Higher borrowing costs would arrive just as debt levels are exploding. Mortgages, corporate credit and municipal borrowing would all become more expensive. Financial conditions would tighten dramatically and growth would stall. Rising interest costs would in turn swell the deficit, fuelling perceptions of fiscal irresponsibility and intensifying the pressure on both equities and bonds.

This is how a misguided equity gamble could spill over into a sovereign debt crisis made in America.

Argentina, Not Norway

A genuine sovereign wealth fund requires wealth. Norway built its fund on decades of oil revenues.
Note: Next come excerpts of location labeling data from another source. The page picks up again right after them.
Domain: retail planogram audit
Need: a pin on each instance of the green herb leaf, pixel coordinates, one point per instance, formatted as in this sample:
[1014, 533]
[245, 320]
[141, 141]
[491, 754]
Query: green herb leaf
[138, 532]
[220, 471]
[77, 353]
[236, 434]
The US by contrast is building what amounts to a sovereign kamikaze fund, financed not by surpluses but by debt and managed not with prudence but with political bravado.

In this sense the US increasingly resembles Argentina under Juan Perón, where populism, intervention and debt blended into a destructive mix.

The real danger is not only that Washington loses taxpayer money on overpriced equities. The greater risk is that such policies undermine trust in US Treasuries, the bedrock of the global financial system. If desperation drives the administration into doubling down on failed bets, America could face spiralling bond yields, collapsing market confidence and a fiscal crisis of its own making.

Red Hat Socialism: Buy High, Borrow Higher

Donald Trump calls it a win for American industry. Trump’s economic advisor (or what ever it is he is doing) Kevin Hassett calls it the first step towards a sovereign wealth fund. I call it Red Hat Socialism.

The United States government has just taken a near ten per cent stake in Intel. Officially it is about safeguarding domestic chip production. In reality it is subsidies converted into equity in a company that continues to lose ground to TSMC and Nvidia. The deal gives Washington no real control but leaves American taxpayers exposed when the share price falls.

And it does not stop there. Only a month ago the Pentagon bought into MP Materials, the United States’ only rare earths miner. The state is now the largest shareholder and has promised a minimum price for output at nearly double the Chinese market rate. In Washington this is described as national security. From abroad it looks like state-sponsored market distortion.

The US stock market is, by most measures, massively overvalued. At the same time, the US federal government is running a massive deficit. These two things cannot coexist for long: buying overvalued US companies financed by government debt issuance.

A sovereign wealth fund works when you invest fiscal surpluses into undervalued assets. Norway is the textbook example. What the United States is building is the polar opposite. Overvalued assets financed by record deficits.

The arithmetic is brutal. When the market reprices lower and it will be taxpayers who will take the hit. At the same time bond investors will wake up to the reality of ever-expanding debt and rising issuance.

I suggest you sell your US Treasury bonds before the double-whammy hits – a massive sell-off in the US stock market combined with skyrocketing US bond yields.